Here is my configuration :

  • remote: hubic (about 150 Gbytes)
  • rclone version: rclone v1.43.1
  • OS: Ubuntu 18.04 LTS
  • command:
  • /usr/bin/rclone sync -vvv $SRC $DEST -L --min-age 15m --exclude-from $EXCLUDEFILE --checkers 128 --retries 1 --delete-during -n |& tee $LOGFILE

I first tried without the “-n” (dry-run) flag but I got some inconsistencies so I switched to dry run to perform extended tests.
If I run the same command several times, some large files (> 1Gbyte) are synced over and over.
In the log there is:

  • 2018/10/04 11:06:53 DEBUG : path_to_the_file/DSC_3197.MOV: Modification times differ by 1h25m31.7153182s: 2017-01-09 05:09:17.2846818 +1300 NZDT, 2017-01-08 17:34:49 +0000 UTC
  • […]
  • 2018/10/04 11:06:54 DEBUG : path_to_the_file/DSC_3197.MOV: Returning empty Md5sum for swift large object
  • 2018/10/04 11:06:54 NOTICE: path_to_the_file/DSC_3197.MOV: Not copying as --dry-run

I then checked the modification time on the remote and locally with the following commands:

  • rclone lsl hubic:path_to_the_file_directory
  • rclone lsl /home/path_to_the_file_directory
    Both outputs regarding the file are exactly the same:
  • 124974528 2017-01-09 05:09:17.284681800 DSC_3197.MOV
  • 124974528 2017-01-09 05:09:17.284681800 DSC_3197.MOV
    I do not understand why the modtime is detected as different in the first command above and not with the lsd command.
    The consequences of modtime being wrongly read for large files is that they are assumed as “dirty” since the md5sum is read to null. The file is synced over and over and at the end of the day it uses a lot of data.

What is more, I have lots of files (< 1 Gbytes) where the modtime is detected as not up to date. What is wrong. These files are not synced again but the modtime is updated.
I have about 34000 files and around 200 are detected as not up to date at each run, and they are not the same each run.
I suspect an issue on reading the modtime, as if randomly, not the modtime but the upload time was considered instead.
I don’t know if it is a bug of rclone or hubic.

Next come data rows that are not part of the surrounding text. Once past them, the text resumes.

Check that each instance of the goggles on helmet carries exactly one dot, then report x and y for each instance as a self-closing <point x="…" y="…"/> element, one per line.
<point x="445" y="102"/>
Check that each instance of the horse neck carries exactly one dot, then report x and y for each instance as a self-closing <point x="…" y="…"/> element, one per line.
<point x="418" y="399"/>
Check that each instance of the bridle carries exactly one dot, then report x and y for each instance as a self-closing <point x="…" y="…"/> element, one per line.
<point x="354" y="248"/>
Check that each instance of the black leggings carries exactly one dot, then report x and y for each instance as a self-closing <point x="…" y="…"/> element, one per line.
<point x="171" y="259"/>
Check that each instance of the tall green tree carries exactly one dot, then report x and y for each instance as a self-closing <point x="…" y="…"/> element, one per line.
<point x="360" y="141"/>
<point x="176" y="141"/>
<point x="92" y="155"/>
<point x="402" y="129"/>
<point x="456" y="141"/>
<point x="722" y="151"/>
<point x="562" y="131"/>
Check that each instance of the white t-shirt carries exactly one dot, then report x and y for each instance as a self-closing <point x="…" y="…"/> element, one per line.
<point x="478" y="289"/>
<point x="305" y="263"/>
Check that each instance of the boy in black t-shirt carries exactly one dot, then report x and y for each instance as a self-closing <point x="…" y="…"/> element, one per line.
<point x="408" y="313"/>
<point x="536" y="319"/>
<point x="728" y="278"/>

Anyhow, I found a command that work well and is superfast. It uses –-update and --use-server-modtime. in dry run mode it takes only a couple of seconds to perform. I copy past it for anyone that would be interested :

/usr/bin/rclone sync -vvv $SRC $DEST -L --min-age 15m --exclude-from $EXCLUDEFILE --checkers 128 --delete-during --update --use-server-modtime |& tee $LOGFILE


#2

Hubic is bad, they made me loss all files of one old account.


#3

Are the troublesome files bigger than 5 GB? I suspect this is something to do with chunked files which are by default chunked at 5GB.

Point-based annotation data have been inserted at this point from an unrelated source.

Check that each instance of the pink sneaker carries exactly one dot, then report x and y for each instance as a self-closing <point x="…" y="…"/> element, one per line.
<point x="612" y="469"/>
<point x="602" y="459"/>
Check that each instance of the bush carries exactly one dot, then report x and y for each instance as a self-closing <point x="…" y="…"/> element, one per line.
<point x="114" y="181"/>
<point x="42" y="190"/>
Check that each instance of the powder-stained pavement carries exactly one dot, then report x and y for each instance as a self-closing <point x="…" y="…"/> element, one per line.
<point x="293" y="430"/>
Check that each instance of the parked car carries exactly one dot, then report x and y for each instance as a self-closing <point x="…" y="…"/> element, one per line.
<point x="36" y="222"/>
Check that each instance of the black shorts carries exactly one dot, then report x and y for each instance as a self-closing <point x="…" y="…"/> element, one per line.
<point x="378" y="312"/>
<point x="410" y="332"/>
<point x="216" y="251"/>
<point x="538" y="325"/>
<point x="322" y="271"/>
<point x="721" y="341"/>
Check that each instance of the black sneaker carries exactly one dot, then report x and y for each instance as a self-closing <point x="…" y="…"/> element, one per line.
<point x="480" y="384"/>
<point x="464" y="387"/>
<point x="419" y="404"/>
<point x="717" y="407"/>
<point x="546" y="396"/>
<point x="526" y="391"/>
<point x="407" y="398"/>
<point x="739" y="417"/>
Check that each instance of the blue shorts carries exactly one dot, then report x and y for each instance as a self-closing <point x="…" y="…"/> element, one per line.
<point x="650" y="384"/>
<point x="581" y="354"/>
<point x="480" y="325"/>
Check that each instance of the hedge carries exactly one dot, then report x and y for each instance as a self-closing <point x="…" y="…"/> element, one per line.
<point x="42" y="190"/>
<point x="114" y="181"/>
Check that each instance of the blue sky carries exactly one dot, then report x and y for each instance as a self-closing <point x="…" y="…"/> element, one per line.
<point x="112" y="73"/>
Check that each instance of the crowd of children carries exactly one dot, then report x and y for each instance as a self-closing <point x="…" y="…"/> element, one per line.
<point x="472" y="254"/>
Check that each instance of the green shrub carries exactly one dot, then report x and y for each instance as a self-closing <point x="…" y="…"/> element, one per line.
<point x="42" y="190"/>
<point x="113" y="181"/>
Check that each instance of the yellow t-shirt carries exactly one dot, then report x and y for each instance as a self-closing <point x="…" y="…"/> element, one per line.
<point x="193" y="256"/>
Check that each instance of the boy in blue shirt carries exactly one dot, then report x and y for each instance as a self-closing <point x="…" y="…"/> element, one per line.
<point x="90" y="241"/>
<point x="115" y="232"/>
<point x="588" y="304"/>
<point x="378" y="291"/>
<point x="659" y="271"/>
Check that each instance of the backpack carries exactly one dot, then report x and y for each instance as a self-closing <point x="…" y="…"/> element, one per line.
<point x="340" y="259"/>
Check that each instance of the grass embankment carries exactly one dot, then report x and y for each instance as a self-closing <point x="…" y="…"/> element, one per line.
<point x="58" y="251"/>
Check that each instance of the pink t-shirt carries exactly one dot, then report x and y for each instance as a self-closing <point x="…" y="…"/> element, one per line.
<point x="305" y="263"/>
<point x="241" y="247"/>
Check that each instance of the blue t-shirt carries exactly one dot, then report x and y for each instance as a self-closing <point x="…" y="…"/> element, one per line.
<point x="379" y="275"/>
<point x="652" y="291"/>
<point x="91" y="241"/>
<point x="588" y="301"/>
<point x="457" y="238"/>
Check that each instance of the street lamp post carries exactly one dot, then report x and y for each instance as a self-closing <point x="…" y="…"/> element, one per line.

How were these file uploaded? With rclone or a different tool? Rclone uses a special bit of metadata to store the modified time.

server mod time is good for use with hubic as it saves an http transaction per file.

You can also use --checksum or --size-only. I sync lots of images regularly to a swift backend and I use --size-only for that.

You can also use --fast-list which will may speed things up at the cost of extra memory.


#4

Do you know good alternatives at decent price? I would need 1 TByte


#5

Thank you ncw for your answer. Here my replies to your questions:

Are the troublesome files bigger than 5 GB? I suspect this is something to do with chunked files which are by default chunked at 5GB.

No they aren’t. They are mainly between 1 and 2 GB.
Modtime reading errors also occur on small files. But as md5 sum is checked if modtime doesn’t fit, files are not synced but their modtime is updated.

How were these file uploaded? With rclone or a different tool? Rclone uses a special bit of metadata to store the modified time.

Files were mainly uploaded with the hubic client but some were uploaded with previous rclone attempts.

server mod time is good for use with hubic as it saves an http transaction per file.

You can also use --checksum or --size-only. I sync lots of images regularly to a swift backend and I use --size-only for that.

You can also use --fast-list which will may speed things up at the cost of extra memory.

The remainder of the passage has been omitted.